The winner of The Nigeria Prize for Literature 2024, Mr. Familoni recounted an incident in Port Harcourt years ago about a ship that gave out books that then inspired many people to start reading. “A lot of people who were in Port Harcourt at the time said that’s how they started reading,” he said. “Sometimes , you have to go out to get those books yourself. For people who are very familiar with the University of Ibadan, there is one guy called Osama. And there’s a basement the size of this entire place and it’s dark. You might not want to go in there, but if you are a lover of books, you would want to go in there. So, how did I come about that place? I saw a book with somebody and I asked him how he got it, because the book is old, and he said he got it from a guy called Osama. The first time I went, there were some books he placed outside, which were general books and he told me I had to go and check the basement.

“I went in there; it was dark, dank, there was moisture, but I found some gems. Sometimes, you have to go the extra mile. When you say the books are not available, they are where they are. If you want to be a reader and you want more books for yourself, all your books don’t have to be new. Go out and look for books.”

Ogufere recalled with nostalgia how she started reading. Ogufere and Mbadugha attested to the healing power inherent in the reading and writing of books. Ogufere confessed to how she was forced to read, but which later cured her of trauma and clinical depression.

“The reason I read at first was that my father would buy books and ask us to read,” said Ogufere. “So, it was compulsory for us. By the time we heard the car horn, everyone would pick a book and pretend to be reading. Sometimes, reading makes you beautiful. One way to make children read more is to put the books in their phones and make it look dramatic. At the end of the day, we owe it to ourselves to read. Why was I able to write? I have more than 50 published books on Amazon. I read everyday and I encourage my kids to read.

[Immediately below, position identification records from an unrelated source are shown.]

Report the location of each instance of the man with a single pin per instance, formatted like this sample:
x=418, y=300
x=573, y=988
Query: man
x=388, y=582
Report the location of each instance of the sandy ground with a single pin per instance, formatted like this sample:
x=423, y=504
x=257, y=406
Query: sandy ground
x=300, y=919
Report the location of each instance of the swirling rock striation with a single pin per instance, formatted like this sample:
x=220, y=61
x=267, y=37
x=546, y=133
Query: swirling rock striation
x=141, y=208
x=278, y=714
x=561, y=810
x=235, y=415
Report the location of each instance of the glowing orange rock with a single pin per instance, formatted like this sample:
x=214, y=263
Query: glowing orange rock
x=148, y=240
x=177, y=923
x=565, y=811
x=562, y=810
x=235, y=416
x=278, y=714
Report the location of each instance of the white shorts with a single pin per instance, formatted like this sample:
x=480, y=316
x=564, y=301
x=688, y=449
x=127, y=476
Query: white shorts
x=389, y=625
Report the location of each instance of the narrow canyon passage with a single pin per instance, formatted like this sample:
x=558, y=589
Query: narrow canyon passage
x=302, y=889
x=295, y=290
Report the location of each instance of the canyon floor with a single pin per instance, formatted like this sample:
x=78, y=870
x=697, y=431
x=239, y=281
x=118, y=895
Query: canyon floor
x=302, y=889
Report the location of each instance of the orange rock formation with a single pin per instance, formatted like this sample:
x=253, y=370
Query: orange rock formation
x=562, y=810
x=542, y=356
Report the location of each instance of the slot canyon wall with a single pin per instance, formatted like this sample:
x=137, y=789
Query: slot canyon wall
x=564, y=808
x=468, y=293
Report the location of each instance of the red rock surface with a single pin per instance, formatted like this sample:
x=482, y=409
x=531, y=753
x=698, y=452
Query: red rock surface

“Another thing that made me read was trauma. I suffered clinical depression for two years, and at that time, my dad had passed and I couldn’t afford therapy. I started to read books. By the time I read one book, I cried, and then when I wrote my first book, that book healed me of clinical depression. When we read let’s not just be like the coin that keeps accumulating. Let’s also write, because writing can heal you.”

For Mbadugha, “Writing and reading can be therapeutic. I like to write fiction because I’m able to dictate the ending. In life, I can’t dictate how things will end, but in fiction I can dictate how things work, and that helps me escape from things around me that I don’t like. People have asked me how I practice medicine and write. When you like something, you will create that time. Passion will push you.”